Films In Motion GbR & teamWERK GmbH Partner in ein WWII Horror Drama – Holocaust Deja-vu

Der vielfach ausgezeichnete Regisseur Jo Baier

(PRESSEMITTEILUNG) BERLIN, 2. März 2026 — /EuropaWire/ — Wir leben in einer beunruhigenden Zeit. Für einen Holocaust-Überlebenden sogar in einer SEHR beunruhigenden Zeit. Er möchte nicht den Begriff des „Déjà-vu“ verwenden. Noch nicht. Doch es beunruhigt zutiefst das Wiedererstarken der Rechtsaußen-Parteien, nicht nur in Deutschland, sondern in der gesamten westlichen Gesellschaft, erst recht auch in den USA.

Film Produzent Rene Asch, Sohn einer Berliner „Mischehe“, dessen Eltern 1938 vor Hitler nach Brüssel entflohen, wo er geboren wurde, ist er besonders alarmiert.
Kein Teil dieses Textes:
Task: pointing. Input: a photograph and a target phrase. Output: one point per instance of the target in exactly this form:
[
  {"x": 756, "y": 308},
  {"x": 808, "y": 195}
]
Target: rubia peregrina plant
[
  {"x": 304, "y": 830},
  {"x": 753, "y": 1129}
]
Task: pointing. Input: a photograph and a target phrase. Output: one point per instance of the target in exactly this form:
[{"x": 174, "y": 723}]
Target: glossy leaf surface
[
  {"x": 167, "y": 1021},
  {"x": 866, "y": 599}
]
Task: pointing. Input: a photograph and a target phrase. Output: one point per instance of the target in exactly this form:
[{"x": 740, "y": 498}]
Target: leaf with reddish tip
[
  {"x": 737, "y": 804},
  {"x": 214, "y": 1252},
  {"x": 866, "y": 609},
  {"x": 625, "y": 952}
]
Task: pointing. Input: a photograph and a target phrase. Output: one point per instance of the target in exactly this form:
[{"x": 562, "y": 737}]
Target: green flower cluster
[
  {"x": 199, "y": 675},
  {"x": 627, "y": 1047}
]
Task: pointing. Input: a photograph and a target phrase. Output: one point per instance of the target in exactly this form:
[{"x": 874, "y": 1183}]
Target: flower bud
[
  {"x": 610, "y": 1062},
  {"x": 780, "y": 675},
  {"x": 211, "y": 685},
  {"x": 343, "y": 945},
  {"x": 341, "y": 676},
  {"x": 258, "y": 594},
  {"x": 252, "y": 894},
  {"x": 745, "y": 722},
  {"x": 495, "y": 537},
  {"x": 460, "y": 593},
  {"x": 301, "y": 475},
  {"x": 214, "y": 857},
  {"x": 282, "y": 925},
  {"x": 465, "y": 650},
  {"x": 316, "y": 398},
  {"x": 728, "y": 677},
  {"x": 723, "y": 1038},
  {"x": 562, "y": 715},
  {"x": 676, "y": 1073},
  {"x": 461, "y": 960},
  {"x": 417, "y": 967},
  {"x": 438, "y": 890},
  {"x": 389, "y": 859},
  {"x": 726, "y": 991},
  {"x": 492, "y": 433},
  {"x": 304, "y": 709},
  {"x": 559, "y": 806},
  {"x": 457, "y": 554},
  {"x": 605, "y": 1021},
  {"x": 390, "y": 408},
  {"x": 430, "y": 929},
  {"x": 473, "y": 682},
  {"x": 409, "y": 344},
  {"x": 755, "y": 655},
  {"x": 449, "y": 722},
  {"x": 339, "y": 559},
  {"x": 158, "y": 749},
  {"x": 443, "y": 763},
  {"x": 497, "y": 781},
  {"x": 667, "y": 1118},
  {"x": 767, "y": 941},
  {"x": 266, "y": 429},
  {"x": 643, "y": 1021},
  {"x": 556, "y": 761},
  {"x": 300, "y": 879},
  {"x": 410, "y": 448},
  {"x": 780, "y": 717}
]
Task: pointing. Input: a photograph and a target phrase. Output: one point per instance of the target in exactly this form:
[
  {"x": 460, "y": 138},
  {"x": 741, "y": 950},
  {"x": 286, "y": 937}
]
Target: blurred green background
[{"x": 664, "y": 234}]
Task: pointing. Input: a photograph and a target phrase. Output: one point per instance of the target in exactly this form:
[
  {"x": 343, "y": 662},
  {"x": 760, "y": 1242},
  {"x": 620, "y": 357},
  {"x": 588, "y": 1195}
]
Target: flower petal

Seine Familie kehrte 1946 in ihre Heimatstadt Berlin zurück, um dann 1950 endgültig in die USA zu emigrieren.

Nachdem wurde er von der Berliner Regierung eingeladen, wieder hier ansässig zu werden und hier seinen Lebensabend zu verbringen, kehrte er zusammen mit seiner Frau 2008 endgültig nach Berlin zurück.

Jahrzehntelang wurden immer wieder Filme über die Schrecken des Zweiten Weltkriegs produziert. Auch über den Holocaust. Der vielfach ausgezeichnete Regisseur Jo Baier, der selbst mehrere Filme über diese historischen Ereignisse geschrieben und gedreht hat, ist Rene’s Partner bei dem Film „Leben durch die Augen eines Toten“, den er als Produzent (mit zahlreichen Erfahrungen in den USA) mit seiner Firma Films in Motion GbR, Berlin und Günter Moritz, Produzent „teamWERK GmbH“, Stuttgart, Produzieren. Preis gekrönte Schauspieler sind dabei die an dieser Geschichte glauben.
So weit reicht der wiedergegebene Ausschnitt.